In fact, this has been much discussed. Studies on the subject are clear: decisions that go against someone who behaves incorrectly are the ones that people accept the most. Someone who doesn't stick to the rules has to be treated differently than someone who obeys them. If a person crosses the road at a red light, they are at a higher risk.


Who will ultimately make the decision? The programmer? Or legislators and associations?

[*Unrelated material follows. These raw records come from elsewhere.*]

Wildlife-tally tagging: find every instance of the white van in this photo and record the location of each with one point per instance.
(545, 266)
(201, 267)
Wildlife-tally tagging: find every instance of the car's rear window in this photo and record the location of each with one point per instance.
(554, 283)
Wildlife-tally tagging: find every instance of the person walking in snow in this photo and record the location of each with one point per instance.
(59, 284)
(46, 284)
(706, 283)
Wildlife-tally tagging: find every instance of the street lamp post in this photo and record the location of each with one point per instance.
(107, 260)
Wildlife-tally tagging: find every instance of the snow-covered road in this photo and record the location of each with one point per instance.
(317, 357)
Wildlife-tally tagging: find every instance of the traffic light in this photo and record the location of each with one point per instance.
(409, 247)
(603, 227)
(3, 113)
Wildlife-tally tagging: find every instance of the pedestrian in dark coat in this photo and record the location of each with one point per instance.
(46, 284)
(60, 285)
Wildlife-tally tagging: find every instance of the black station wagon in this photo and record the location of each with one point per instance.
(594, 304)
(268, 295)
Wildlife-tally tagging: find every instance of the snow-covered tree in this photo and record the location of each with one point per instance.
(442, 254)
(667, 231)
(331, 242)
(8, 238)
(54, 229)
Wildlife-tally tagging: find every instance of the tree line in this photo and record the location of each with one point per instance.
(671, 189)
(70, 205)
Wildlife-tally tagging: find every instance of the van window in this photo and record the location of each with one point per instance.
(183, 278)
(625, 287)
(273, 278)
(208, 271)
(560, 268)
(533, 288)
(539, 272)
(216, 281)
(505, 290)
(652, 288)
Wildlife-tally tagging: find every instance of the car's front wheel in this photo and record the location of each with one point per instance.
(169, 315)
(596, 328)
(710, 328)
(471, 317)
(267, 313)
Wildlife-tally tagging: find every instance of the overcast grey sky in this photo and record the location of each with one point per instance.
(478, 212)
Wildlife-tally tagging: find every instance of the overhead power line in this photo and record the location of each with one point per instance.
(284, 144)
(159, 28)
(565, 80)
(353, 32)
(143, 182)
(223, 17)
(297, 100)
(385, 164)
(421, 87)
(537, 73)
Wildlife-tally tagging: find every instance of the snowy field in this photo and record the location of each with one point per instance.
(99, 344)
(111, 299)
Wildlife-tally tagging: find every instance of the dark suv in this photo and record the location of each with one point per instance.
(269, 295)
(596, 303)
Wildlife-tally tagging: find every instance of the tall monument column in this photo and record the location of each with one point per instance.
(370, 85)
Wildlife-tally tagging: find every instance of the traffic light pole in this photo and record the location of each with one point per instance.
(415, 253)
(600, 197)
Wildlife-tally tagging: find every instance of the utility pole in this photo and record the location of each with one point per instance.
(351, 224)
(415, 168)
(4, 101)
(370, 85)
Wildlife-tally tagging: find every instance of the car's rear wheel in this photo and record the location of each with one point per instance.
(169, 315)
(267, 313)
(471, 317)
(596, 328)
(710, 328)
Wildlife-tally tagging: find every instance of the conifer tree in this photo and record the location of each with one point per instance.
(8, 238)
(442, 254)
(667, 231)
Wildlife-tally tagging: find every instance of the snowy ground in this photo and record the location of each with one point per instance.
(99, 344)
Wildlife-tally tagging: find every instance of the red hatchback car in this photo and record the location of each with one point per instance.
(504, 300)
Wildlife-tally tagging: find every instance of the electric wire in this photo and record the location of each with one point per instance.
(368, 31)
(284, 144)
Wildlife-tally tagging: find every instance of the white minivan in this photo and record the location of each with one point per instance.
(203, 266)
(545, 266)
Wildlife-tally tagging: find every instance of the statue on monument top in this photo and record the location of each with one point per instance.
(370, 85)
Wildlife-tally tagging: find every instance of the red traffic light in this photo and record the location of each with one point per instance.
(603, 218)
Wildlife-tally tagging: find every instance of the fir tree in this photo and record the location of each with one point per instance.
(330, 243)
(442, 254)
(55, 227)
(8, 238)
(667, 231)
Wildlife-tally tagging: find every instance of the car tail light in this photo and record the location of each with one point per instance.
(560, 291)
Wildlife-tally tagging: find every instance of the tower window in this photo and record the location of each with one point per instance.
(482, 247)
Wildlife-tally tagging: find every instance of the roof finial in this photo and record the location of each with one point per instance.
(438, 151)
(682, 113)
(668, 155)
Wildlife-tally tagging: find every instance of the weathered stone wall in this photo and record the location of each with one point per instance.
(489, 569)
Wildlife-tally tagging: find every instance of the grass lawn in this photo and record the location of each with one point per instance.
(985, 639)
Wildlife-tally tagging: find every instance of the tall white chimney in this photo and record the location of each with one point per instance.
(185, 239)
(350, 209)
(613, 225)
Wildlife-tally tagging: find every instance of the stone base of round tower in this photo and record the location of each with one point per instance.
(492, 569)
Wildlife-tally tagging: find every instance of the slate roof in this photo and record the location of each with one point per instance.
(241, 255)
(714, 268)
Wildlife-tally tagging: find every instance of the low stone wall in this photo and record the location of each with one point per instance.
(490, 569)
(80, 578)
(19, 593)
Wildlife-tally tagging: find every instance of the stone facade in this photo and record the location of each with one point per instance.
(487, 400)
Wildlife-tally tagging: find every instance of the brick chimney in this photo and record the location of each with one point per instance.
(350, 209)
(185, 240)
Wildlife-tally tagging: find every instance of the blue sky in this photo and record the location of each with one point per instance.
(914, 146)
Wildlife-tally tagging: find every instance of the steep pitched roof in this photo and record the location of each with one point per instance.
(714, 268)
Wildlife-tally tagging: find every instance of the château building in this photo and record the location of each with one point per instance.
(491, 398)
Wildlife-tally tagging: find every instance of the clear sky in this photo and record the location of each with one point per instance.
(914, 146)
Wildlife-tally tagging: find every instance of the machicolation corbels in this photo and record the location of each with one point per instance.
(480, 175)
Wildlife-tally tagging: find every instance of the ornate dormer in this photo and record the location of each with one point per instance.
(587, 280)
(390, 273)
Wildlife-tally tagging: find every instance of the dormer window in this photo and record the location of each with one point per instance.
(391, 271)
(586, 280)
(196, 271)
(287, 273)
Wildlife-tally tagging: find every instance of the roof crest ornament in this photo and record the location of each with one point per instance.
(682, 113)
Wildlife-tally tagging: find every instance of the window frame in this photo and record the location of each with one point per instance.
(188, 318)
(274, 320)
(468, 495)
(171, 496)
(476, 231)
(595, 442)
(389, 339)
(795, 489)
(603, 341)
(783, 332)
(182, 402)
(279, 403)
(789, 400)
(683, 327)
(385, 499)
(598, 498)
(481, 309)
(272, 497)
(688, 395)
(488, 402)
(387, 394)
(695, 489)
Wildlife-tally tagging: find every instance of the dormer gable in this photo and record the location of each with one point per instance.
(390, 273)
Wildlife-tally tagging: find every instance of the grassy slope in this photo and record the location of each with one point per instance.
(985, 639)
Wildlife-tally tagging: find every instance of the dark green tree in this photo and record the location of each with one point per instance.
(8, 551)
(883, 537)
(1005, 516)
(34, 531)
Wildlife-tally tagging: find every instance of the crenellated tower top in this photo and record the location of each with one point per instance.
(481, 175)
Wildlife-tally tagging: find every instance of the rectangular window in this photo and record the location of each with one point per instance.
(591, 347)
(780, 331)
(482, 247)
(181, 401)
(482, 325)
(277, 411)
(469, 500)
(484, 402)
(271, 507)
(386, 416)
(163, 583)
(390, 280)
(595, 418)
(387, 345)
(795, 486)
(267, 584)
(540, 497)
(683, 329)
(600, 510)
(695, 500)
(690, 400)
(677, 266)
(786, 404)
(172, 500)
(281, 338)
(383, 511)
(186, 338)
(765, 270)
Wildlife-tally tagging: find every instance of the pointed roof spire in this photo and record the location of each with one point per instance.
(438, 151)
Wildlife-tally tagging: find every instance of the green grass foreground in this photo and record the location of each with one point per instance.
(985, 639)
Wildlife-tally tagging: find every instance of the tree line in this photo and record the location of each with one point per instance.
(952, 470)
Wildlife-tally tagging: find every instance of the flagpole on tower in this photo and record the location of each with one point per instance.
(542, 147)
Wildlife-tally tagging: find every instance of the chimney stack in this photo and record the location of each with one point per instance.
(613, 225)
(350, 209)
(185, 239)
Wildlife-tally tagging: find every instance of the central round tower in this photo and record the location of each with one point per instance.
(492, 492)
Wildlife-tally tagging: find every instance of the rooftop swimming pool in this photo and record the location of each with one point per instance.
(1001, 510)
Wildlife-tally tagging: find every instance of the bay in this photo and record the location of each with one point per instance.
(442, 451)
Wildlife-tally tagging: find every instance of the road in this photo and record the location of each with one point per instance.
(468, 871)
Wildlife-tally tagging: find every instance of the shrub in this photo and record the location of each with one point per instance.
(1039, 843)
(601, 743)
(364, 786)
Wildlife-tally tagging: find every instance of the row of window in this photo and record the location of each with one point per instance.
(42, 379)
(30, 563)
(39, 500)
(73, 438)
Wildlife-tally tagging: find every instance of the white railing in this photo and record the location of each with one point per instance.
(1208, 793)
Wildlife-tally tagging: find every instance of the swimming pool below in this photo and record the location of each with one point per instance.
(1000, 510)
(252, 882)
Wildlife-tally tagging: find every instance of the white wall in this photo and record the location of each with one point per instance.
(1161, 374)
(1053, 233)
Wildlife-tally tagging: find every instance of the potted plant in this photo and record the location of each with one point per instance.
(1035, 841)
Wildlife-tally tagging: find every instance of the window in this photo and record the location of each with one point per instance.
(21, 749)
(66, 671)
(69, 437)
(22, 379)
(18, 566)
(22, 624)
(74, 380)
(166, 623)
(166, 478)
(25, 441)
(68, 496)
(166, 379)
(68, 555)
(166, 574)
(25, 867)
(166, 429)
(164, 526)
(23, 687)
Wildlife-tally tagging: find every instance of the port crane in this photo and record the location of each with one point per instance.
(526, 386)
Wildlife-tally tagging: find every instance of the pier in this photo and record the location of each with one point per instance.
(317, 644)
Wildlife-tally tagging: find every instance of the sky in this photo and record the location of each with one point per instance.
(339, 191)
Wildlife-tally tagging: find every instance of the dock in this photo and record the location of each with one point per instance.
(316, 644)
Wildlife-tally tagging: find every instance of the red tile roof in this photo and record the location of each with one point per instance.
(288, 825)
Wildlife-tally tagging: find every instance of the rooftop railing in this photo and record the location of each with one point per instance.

Ethics is too important to leave to the responsibility of individuals. And here, ethics does not primarily mean personal ethos – as in the “respectable businessman” or the “responsible engineer.” It’s about ethics at a system level, be it in companies or societies. Some ethicists see it as mainly the legislator’s duty. But that’s just one of many paths, and it’s long and hard.


You consider companies to be responsible as key players.

Yes, indeed. We can answer questions of ethics and AI only together with companies. Ethics is often abstract, so we want to introduce ethics into practice, into specific technical development. Not to prevent it, but to promote it. And companies also have an intrinsic interest in it – that’s my basic premise. After all, AI comes with risks, and ethics acts as a kind of early warning system.


What does that mean from an organizational point of view? Do companies need a position for “Corporate Digital Responsibility” as is demanded by some?

I can’t give a clear answer to that yet. Many companies are experimenting with different forms. But merely creating a position in the company will not be sufficient. Ethics must be incorporated into the core, into the value-added process. We want to accompany this process. Because I’m convinced that one company alone cannot achieve this. We need new forms of collaboration between businesses, science, and civil society. Corporate Digital Responsibility can be helpful as a concept.



People from differing cultural backgrounds will have different answers to ethical questions. Do we need universal ethics?

For our subject of ethics and AI, we have attempted to contrast and compare the ethical principles that have recently been presented by companies, commissions, and associations. What we have found is that the differences aren’t that great, even if you compare Chinese and European principles. Considerations about security or data protection, for example, aren’t fundamentally different from one another.


When it comes to data protection, there are considerable reservations in Europe in particular compared to the United States and Asia.

There is a great deal of mutual learning taking place. China and the US are learning from Europe. But Europe, and especially Germany, also have to learn that they won’t get anywhere with rigid data protection.

We can also learn from each other when it comes to the willingness to take risks. Especially in safety-critical systems, the European approach is often to exclude all eventualities and set legal guidelines. Only then do we introduce a technology into practical use. That creates trust, and “trustworthy AI” could well be developed further as a European approach. Yet, ethics also means not systematically obstructing innovation, because technology can also prevent accidents and save lives.


So do we need more information about AI?

The central question is: will people accept these systems? They will only succeed if we increase confidence in them. Ethics plays an important role here because knowing about the ethical component boosts confidence in AI.


How can confidence in AI be increased specifically?

For example, by artificial intelligence taking into account the differing preferences of people, based on such things as their age, gender, or size. This is because a basic ethical problem about self-learning systems is: how are they fed? If my test group is made up only of tall, male engineers, this can lead to systematic bias.

However, one advantage of AI systems is that they can take into account differing preferences. As a result, technologies will be more specific in the future. This requires developers to rethink. The old engineering approach of “one system for all” is no longer practical.